Tuesday, November 30, 2010

Ocean Petroleum, Co., Inc. v. Yanek (Ct. of Appeals)

Filed: October 4, 2010
Opinion by Judge Mary Ellen Barbera.

Held: A lease term granting a tenant the option to purchase the land at "fair market value" must be interpreted within the context of the lease and the circumstances under which it was executed. Accordingly, the phrase “fair market value of the land” refers to the fair market value of the land to a buyer, unencumbered by the tenant's existing lease.

Facts: Appellant's lease agreement, for property on which its convenience store is located, provided that Appellant shall have the right and option to purchase the premises after twenty years. The lease directed the parties to negotiate a price and, if a negotiated price could not be reached, the price would be the fair market value, determined by appraisers. The parties could not agree on a purchase price or on the meaning of the phrase “fair market value,” with the dispute being whether “fair market value” meant the value as encumbered by the existing 99-year lease (the reversionary interest of the landlord) or the value as unencumbered. Appellant filed a complaint seeking a declaratory judgment construing that phrase. The lower court determined that “fair market value” should be determined as if the land were unencumbered.

Analysis: Employing an objective approach to contract construction, the Court “consider[ed] the plain language of the disputed provisions in context, which includes not only the text of the entire contract but also the contract’s character, purpose, and ‘the facts and circumstances of the parties at the time of execution.’” The Court reasoned that “[b]ecause the relevant provisions of the lease agreement contemplate a transaction between a landlord and a tenant rather than an ordinary property owner and potential buyer, these provisions indicate that the parties contemplated a transaction in which the property is sold free of the tenant’s encumbrance thereon.”

The full opinion is available in pdf.

Tuesday, November 9, 2010

Appiah v. Hall (Ct. of Appeals)

Filed: October 27, 2010

Opinion by Judge Mary Ellen Barbera

Held: To hold an employer liable for the torts of an independent contractor the employer must exercise control over the work that leads to the injury.

Facts: Seagirt is a shipping terminal owned by the Maryland Port Administration. The MPA contracted with P&O Ports of Baltimore, Inc. to conduct stevedoring at the terminal. Amongst other contractors that leased space at the terminal, Marine Repair Services delivered power to and monitored the temperature of refrigerated containers stored at the terminal. An employee of Marine Repair Services was severely injured in an accident involving a trucking company's attempt to pick up a refrigerated container. Plaintiff, as personal representative of the deceased, brought a wrongful death claim against the truck driver, the trucking company, P&O and the MPA.

The Circuit Court granted summary judgment in favor of P&O and the MPA. The Court of Special Appeals affirmed the Circuit Court.

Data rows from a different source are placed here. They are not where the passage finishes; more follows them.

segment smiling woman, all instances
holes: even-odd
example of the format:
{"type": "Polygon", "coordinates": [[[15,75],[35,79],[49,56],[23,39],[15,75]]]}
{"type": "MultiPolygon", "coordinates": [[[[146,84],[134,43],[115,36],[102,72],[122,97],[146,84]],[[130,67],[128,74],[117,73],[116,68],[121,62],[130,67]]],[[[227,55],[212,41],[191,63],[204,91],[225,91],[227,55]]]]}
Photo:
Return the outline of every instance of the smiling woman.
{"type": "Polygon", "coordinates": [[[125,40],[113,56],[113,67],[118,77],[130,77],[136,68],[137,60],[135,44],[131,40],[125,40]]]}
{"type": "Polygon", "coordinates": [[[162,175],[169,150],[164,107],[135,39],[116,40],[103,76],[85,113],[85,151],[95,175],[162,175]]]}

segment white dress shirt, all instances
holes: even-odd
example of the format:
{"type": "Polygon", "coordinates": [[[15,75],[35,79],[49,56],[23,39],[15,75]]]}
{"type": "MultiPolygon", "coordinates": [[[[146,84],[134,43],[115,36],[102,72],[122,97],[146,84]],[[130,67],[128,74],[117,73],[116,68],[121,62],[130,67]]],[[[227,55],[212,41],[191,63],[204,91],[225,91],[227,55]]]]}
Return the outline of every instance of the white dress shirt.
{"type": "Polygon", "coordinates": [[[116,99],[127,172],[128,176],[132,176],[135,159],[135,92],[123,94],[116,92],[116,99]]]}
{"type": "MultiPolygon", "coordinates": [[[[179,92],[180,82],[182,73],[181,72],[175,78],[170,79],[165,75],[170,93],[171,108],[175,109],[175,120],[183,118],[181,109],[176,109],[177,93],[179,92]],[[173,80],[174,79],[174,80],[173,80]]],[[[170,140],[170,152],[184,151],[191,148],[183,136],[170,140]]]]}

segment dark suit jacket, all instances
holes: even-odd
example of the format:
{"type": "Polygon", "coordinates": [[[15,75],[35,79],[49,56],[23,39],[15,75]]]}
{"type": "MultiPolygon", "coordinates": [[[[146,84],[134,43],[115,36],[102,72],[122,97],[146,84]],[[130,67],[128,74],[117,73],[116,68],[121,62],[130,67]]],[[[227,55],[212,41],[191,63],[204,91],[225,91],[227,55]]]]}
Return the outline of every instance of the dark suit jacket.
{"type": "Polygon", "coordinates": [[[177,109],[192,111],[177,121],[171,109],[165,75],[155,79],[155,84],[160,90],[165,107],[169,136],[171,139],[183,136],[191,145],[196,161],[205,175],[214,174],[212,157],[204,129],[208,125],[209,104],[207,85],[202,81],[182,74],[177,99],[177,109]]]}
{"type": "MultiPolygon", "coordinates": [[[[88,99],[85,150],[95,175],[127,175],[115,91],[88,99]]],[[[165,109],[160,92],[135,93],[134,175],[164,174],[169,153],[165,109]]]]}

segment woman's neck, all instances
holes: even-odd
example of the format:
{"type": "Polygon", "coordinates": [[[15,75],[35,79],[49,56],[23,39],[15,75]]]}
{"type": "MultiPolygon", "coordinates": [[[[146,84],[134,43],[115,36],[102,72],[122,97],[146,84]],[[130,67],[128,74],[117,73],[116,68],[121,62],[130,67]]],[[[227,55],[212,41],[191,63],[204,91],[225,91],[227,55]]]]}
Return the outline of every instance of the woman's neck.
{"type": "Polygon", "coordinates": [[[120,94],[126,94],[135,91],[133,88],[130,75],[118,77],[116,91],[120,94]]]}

Analysis: An employer will not be liable for the torts of an independent contractor unless the employer retained control over the operative details and manner of the work of the independent contractor such that the independent contractor is not free to do the work in his own way and the employer has retained control over the very thing that caused the injury in question. Here, the MPA and P&O's alleged accident investigation is not relevant to determining the issue of their control of the work performed by Marine Repair Services. Also, while the lease agreement required the MPA's permission before Marine Repair Services could install additional safety signs, permission was not required to impose safety protocol. In sum, Plaintiff failed to show how the MPA and P&O controlled Marine Repair Service's specific work of connecting containers to trucks.

Judge Murphy provided a dissenting opinion, joined by Judge Harrell, which contended the Court of Special Appeals and the Court interpreted too narrowly the "very thing that caused the injury."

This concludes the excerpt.